Once he finally leaves,
There will be another Bob,
Because she has “needs”.
I’m bubbling up with nervous regret as he reads it. I wonder what he is thinking, if he’ll talk to the counselor, or if he’ll try and console me. I’m worried about his reaction. He finally looks up from the paper, still sitting on that desk. His face is filled with concern. This is the first time that I have ever seen him sad. I know he can see that I’m worried. He steps down from where he is sitting, puts my poem on my desk and squats down to be at eye-level with me.
“It’s powerful; truly saddening”, he sighs. “I’m sorry I have to ask this, but Rachel, have you ever… been abused in anyway?”
I pause, and I contemplate how I want to phrase my answer. “There have been some close encounters, and uncomfortable men, but I’ve never been touched. I try not to be around enough for that to occur.”

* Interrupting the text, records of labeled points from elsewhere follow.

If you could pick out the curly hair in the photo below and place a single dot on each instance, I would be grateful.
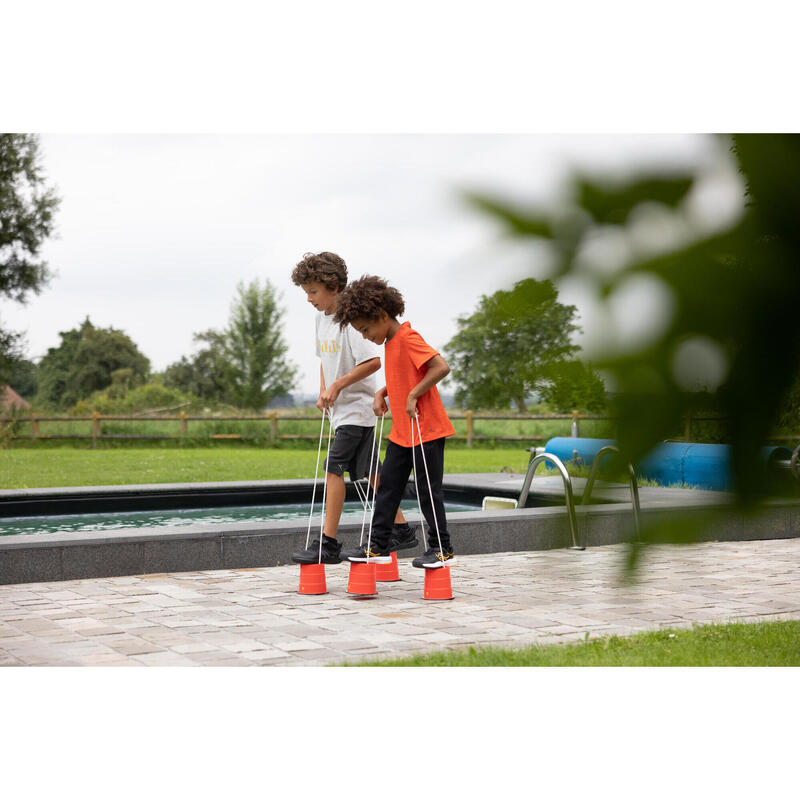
(367, 298)
(325, 268)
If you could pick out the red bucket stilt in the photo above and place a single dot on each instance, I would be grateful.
(361, 579)
(312, 579)
(388, 572)
(437, 584)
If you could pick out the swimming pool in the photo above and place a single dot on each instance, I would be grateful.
(353, 511)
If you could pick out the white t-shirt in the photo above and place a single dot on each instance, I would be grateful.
(340, 351)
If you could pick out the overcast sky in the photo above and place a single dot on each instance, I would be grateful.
(155, 231)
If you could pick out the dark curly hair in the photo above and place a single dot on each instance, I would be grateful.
(366, 298)
(325, 268)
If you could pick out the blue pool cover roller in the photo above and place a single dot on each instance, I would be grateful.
(705, 466)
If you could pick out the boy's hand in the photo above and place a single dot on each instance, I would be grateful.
(328, 397)
(379, 406)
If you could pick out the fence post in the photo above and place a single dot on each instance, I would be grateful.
(273, 427)
(95, 427)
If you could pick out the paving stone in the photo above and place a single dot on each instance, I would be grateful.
(258, 618)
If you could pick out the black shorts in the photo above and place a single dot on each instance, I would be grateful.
(351, 450)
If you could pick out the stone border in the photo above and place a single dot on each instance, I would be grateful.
(55, 557)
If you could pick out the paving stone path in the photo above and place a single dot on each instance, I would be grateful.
(256, 616)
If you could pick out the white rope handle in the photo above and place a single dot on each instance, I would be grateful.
(374, 489)
(427, 477)
(323, 515)
(316, 475)
(324, 486)
(374, 458)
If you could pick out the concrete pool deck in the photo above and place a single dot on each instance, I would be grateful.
(255, 616)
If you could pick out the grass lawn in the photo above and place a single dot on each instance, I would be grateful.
(69, 466)
(760, 644)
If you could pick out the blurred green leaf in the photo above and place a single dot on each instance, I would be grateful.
(611, 205)
(521, 223)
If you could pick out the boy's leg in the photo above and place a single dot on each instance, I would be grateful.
(434, 459)
(344, 444)
(399, 519)
(394, 477)
(334, 501)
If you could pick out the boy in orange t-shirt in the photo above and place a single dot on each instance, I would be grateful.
(413, 368)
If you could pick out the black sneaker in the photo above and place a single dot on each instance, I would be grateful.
(403, 538)
(434, 558)
(373, 554)
(331, 553)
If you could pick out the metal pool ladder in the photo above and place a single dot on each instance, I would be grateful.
(634, 484)
(556, 461)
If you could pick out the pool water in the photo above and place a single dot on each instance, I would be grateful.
(353, 511)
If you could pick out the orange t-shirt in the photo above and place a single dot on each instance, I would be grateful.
(406, 355)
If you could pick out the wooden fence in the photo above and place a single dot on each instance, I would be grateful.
(274, 419)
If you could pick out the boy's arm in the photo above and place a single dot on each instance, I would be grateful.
(321, 388)
(379, 403)
(437, 369)
(363, 370)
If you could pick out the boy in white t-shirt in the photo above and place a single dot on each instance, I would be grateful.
(347, 388)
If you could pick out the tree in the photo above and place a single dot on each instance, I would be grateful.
(23, 379)
(254, 346)
(244, 364)
(26, 220)
(87, 360)
(507, 349)
(574, 385)
(205, 373)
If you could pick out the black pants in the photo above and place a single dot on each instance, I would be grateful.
(396, 468)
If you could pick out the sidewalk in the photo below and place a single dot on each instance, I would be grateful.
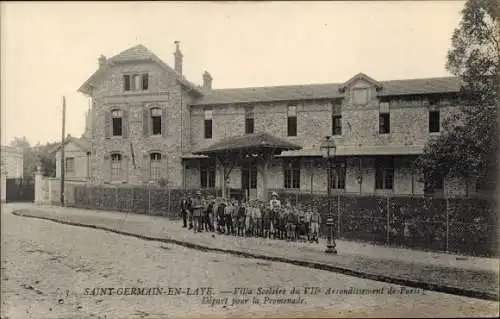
(463, 275)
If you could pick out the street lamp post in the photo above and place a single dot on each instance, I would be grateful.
(329, 147)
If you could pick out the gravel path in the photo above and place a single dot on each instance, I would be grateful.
(46, 268)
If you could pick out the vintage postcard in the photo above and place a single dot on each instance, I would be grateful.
(249, 159)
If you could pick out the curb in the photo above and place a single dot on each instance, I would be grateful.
(316, 265)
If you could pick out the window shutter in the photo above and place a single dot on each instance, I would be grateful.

With one hand, he lightly lays it on my shoulder and takes my hand with the other. “I know you don’t want me to say anything; it’s written all over your face. Anything said here, in your poems, are just between you and me. But if there is a time that you don’t feel safe, I want you to call me, okay? I don’t care that I’m stepping over my bounds, but you just let me know, I’ll work something out for you.”
He gets a note card and he writes two numbers, home and cell. He places it face down on my desk and slides it to me. I look up at him.
“Thank you, but I hope it never comes to that.”
“Me too.” He pauses for a moment. “Your poem is beautiful, I can feel the sorrow and I understand clearly how you feel. It’s your best so far.”
It still is my best. Because of Mr. Priston, I started to carry a notebook with me. I draw a little here and there but I jot some poems down when they pop into my head. I taped the note card to the inside cover of the notebook so I’d never lose it. Every time I open the notebook I see that note card. His name isn’t written on the note card, but I won’t forget whom they belong to.
I know what you’re thinking. You probably think I’m so strange for keeping this number in my most private notebook and you probably think that Mr. Priston is a pervert, but that’s not the case. I need that number in my notebook to reassure me that I can get through all of it, all the things that compel me to write, good or bad, and I can get though it all and still be okay. As for why I don’t put it in my cell phone? I guess I don’t want any proof that Mr. Priston and I are somehow connected to one another. I don’t mean this to sound perverted, but nothing is going on between us, at least not now.